For visualizing size of categorical data.
sample_data <- HairEyeColor %>%
as.data.frame()
sample_data
## Hair Eye Sex Freq
## 1 Black Brown Male 32
## 2 Brown Brown Male 53
## 3 Red Brown Male 10
## 4 Blond Brown Male 3
## 5 Black Blue Male 11
## 6 Brown Blue Male 50
## 7 Red Blue Male 10
## 8 Blond Blue Male 30
## 9 Black Hazel Male 10
## 10 Brown Hazel Male 25
## 11 Red Hazel Male 7
## 12 Blond Hazel Male 5
## 13 Black Green Male 3
## 14 Brown Green Male 15
## 15 Red Green Male 7
## 16 Blond Green Male 8
## 17 Black Brown Female 36
## 18 Brown Brown Female 66
## 19 Red Brown Female 16
## 20 Blond Brown Female 4
## 21 Black Blue Female 9
## 22 Brown Blue Female 34
## 23 Red Blue Female 7
## 24 Blond Blue Female 64
## 25 Black Hazel Female 5
## 26 Brown Hazel Female 29
## 27 Red Hazel Female 7
## 28 Blond Hazel Female 5
## 29 Black Green Female 2
## 30 Brown Green Female 14
## 31 Red Green Female 7
## 32 Blond Green Female 8
It groups rows according to the categories named in …, and effectively creates a column named “value”, which is proportional to the area each group would have on the graph. You can use this function to customize your own plots, or use my pre-built plotting function in the next section.

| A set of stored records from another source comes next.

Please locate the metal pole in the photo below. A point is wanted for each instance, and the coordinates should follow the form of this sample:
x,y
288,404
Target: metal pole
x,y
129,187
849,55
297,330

Arguments: data: the data, containing the columns
specified by area and ...
width and height: dimensions of the
graph
area: a string that names a numerical column in
data, which determines the size each category gets in the
grid
...: strings that name the columns by which the data should
be categorized into
Return:
A data.frame containing the original data, in addition to columns
xmin, ymin, width,
height defining the rectangular grid in which the row would
go into in the tree-map.
gridder <- function(data, width, height, area, ...){
# ... is the column names to group by
data <- data %>% mutate(value=data[[area]])
return(recursive_gridder(data, width=width, height=height,
area="value", xmin=0, ymin=0, ...))
}
It is called by the wrapper to recursively build the grid on each level (one recursion for each category-column named in …). For actually building the grid, it calls the grid_single_level function.
recursive_gridder <- function(data, width, height, area, xmin, ymin, ...){
# base case
if (length(c(...))==1) {
return(grid_single_level(data=data, by=c(...)[1], width, height, xmin, ymin))
}
# build the grid for the current level (e.g. the "Hair" column)
current_category <- c(...)[1]
category_grid <- data %>%
group_by_at(current_category) %>%
summarize(value=sum(value)) %>%
grid_single_level(data=., by=current_category,
width, height, xmin, ymin)
# all the different categories this level has
# (e.g. "Black", "Brown" for the "Hair" level)
data_groups <- unique(data[[current_category]])
# prepare a data.frame for recording the grids computed within each category
result <- data %>% mutate(grouped_value=0, xmin=0, ymin=0, width=0, height=0)
# for each category this level has, recurse down a level to build the grid within this level
for (group in data_groups) {
# extract the grid this category gets in the level
index <- which(category_grid[[current_category]]==group)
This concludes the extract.